A total of 16 and 24 significant microbiota-metabolite correlations were determined between the reversed 4 DAFMs and the reversed 11 and 13 DEMs in serum (Figure 9A) and urine (Figure 9B) by JBHD, respectively. As shown in Figure 9A, Lactobacillus was positively associated with citrulline, stearic acid, and 7-ketodeoxycholic acid, but negatively linked to L-norleucine, muricholic acid and platelet-activating factor. Christensenellaceae R-7 group displayed an inverse correlation with stearic acid.
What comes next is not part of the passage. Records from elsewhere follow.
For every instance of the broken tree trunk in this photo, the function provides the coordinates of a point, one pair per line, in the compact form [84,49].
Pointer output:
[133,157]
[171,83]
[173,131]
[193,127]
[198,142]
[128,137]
Clostridium sensu stricto 1 correlated positively with L-norleucine, muricholic acid, LysoPC [22:5(7Z,10Z,13Z,16Z,19Z)/0:0], and platelet-activating factor, yet showed a negative relationship with 7-ketodeoxycholic acid. Turicibacter was positively related to L-norleucine and muricholic acid, while negatively correlated with citrulline and stearic acid.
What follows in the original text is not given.